Washington : Scientists using data from NASA’s twin lunar-orbiting spacecraft have gained new insight into how the face of the Moon received its rugged ‘good’ looks. NASA’s Gravity Recovery and Interior Laboratory (GRAIL) mission has yielded clues to the asymmetric distribution of lunar impact basins, the US space agency said.
“Since time immemorial, humanity has looked up and wondered what made the man in the Moon,” said Maria Zuber, GRAIL principal investigator from the Massachusetts Institute of Technology in Cambridge. “We know the dark splotches are large, lava-filled, impact basins that were created by asteroid impacts about four billion years ago.
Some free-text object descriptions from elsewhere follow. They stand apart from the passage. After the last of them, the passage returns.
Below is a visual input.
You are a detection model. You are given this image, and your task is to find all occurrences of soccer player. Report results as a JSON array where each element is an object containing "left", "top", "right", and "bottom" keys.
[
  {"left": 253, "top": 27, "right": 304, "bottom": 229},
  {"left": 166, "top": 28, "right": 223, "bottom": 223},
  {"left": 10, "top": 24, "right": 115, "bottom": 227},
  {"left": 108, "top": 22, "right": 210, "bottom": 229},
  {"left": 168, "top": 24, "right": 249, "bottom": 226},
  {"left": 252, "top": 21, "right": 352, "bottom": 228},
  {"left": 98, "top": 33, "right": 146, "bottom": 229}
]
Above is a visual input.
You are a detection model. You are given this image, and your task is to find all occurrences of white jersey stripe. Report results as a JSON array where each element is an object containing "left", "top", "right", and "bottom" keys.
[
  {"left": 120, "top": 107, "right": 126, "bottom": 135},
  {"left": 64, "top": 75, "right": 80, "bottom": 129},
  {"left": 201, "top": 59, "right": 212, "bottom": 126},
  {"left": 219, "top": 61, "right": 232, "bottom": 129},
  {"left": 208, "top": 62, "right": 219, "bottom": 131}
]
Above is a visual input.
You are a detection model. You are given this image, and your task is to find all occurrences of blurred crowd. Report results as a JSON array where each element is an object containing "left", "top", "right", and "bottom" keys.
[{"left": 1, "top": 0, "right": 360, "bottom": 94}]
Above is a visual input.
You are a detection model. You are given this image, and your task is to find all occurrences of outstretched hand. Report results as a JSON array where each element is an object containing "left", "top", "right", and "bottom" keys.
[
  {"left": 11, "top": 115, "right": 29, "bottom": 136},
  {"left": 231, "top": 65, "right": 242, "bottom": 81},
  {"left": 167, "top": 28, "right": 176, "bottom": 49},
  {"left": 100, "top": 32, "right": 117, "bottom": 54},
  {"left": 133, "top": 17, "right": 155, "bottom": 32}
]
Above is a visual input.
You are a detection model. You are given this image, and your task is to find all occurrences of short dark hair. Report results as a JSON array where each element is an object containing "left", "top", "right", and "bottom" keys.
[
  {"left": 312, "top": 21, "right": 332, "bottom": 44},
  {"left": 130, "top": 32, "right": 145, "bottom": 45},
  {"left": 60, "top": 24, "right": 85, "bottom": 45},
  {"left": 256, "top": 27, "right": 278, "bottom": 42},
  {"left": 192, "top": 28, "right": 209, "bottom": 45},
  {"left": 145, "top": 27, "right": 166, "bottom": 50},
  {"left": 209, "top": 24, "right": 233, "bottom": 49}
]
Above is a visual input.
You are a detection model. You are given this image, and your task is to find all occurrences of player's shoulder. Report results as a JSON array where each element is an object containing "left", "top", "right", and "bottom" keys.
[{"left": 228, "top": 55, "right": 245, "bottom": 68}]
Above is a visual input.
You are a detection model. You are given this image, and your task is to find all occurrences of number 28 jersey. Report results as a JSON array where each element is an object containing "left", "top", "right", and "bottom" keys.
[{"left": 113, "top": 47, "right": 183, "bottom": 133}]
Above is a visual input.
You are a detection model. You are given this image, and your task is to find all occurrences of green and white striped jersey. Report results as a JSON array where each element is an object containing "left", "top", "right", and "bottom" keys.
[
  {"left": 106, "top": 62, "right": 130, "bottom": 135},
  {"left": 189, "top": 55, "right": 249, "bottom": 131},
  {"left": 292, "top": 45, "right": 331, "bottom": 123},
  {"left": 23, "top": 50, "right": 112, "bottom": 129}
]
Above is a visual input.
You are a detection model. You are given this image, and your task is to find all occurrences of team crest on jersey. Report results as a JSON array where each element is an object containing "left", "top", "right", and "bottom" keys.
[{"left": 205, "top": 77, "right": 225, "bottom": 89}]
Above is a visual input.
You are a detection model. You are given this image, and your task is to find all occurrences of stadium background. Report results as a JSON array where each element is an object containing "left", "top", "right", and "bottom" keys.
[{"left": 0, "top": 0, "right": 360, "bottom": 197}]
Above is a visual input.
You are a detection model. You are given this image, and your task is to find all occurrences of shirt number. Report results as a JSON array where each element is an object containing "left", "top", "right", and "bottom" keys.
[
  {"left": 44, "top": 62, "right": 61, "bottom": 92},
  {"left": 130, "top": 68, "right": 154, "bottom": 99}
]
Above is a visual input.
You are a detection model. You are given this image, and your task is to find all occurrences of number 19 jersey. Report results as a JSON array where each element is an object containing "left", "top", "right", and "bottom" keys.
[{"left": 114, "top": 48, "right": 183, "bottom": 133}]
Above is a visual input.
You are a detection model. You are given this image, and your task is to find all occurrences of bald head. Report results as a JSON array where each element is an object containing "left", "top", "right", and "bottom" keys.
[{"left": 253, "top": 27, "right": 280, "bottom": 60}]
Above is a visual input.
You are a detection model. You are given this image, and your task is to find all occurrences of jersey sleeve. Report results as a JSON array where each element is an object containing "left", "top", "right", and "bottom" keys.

GRAIL data indicate that both the near side and the far side of the Moon were bombarded by similarly large impactors, but they reacted to them much differently,” said Zuber.
Most of the largest impact basins on the near side of the Moon (the Moon’s face) have been filled with lava flows, which hide important clues about the shape of the land that could be used for determining their dimensions.
The GRAIL mission measured the internal structure of the Moon in unprecedented detail for nine months in 2012. With the data, GRAIL scientists have redefined the sizes of massive impact basins on the Moon.
Scientists have long known that the temperatures of the near-side hemisphere of the moon were higher than those on the far side: the abundances of the heat producing elements uranium and thorium are higher on the near side than the far side, and as a consequence, the vast majority of volcanic eruptions occurred on the moon’s near-side hemisphere.
“Impact simulations indicate that impacts into a hot, thin crust representative of the early moon’s near-side hemisphere would have produced basins with as much as twice the diameter as similar impacts into cooler crust, which is indicative of early conditions on the Moon’s far-side hemisphere,” said Katarina Miljkovic of the Institut de Physique du Globe de Paris.